ITHACA, N.Y., March 15 (UPI) -- The impressive tool-using abilities of the New Caledonian crow are made possible by its uniquely shaped beak. For the first time, researchers have quantified what makes the bird's beak so special.
"We used shape analysis and CT [computer tomography] scanning to compare the shape and structure of the New Caledonian crow's bill with some of its crow relatives and a woodpecker species with a similar foraging niche," Gavin Hunt, a senior research fellow at the University of Auckland in New Zealand, said in a news release.
Hunt is the author of a new paper on the morphology and evolution of the New Caledonian crow's bill, published this week in the journal Scientific Reports.
Researchers believe the crow's straight beak allows the crow to see more directly down the line of its nose, allowing it to better manipulate tools.
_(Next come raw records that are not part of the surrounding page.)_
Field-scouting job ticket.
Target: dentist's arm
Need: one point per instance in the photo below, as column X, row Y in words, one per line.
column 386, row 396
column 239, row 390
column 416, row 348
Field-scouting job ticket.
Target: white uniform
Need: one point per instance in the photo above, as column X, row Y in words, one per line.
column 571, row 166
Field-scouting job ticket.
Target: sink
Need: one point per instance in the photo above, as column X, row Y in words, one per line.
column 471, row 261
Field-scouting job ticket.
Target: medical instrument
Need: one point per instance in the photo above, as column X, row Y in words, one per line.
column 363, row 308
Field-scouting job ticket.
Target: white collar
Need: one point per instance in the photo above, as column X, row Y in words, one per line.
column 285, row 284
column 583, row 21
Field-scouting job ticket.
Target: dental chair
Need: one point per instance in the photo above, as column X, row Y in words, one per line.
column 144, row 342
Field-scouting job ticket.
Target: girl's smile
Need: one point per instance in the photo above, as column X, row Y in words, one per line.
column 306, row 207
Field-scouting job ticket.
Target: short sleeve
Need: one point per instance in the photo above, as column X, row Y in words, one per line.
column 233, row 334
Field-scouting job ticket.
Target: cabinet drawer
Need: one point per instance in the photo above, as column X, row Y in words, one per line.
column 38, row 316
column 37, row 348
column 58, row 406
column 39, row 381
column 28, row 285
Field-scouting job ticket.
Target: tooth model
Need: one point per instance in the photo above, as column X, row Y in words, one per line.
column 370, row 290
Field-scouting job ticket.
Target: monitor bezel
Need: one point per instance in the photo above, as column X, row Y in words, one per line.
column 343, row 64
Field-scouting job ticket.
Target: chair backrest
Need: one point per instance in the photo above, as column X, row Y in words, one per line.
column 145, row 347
Scientists argue the beak began adapting when the New Caledonian crow first began using tools.
New Caledonian crows frequently use a stick to poke at holes in the ground or logs where grubs are hiding. When the annoyed grubs finally latch on to the stick, the crow pulls it out and eats it. The crows also used barbed leaves and hooked twigs to fish bugs out of holes and crevices in tree trunks.
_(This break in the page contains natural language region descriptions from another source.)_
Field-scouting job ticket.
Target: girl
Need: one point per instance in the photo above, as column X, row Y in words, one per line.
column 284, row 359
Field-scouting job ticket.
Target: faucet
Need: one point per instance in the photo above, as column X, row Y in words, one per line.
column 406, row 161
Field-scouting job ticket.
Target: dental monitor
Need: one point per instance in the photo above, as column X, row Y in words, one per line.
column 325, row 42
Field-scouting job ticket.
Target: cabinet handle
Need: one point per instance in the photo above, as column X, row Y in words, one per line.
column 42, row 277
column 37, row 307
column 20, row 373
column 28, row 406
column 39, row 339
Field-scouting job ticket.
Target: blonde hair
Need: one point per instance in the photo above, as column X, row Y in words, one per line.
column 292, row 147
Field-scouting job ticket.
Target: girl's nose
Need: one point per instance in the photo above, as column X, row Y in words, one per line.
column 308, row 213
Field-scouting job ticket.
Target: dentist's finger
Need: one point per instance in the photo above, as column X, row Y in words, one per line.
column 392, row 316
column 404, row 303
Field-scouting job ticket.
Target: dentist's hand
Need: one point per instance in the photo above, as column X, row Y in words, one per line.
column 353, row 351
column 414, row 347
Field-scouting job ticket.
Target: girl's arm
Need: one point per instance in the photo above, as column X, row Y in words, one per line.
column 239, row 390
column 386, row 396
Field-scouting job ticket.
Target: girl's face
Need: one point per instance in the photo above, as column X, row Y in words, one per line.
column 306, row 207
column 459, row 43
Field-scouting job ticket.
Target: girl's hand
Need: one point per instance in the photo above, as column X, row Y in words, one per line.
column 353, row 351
Crows with straighter, sturdier bills had an advantage when using tools to forage -- an advantage that paid off in the form of longevity and reproductive success. Ultimately, these adaptations allowed the crow to begin making and using more complex tools.
"Their bill is shorter than a regular crow's," said study co-author Kevin McGowan, Cornell ornithologist and crow expert. "It's blunter, and it doesn't curve down like nearly all bird bills do."
"The lower mandible actually curves slightly up, which likely gives it the strength it needs to hold the tool," McGowan explained. "And because the bill doesn't curve downward it brings the tool into the narrow range of the bird's binocular vision so it can better see what it is doing."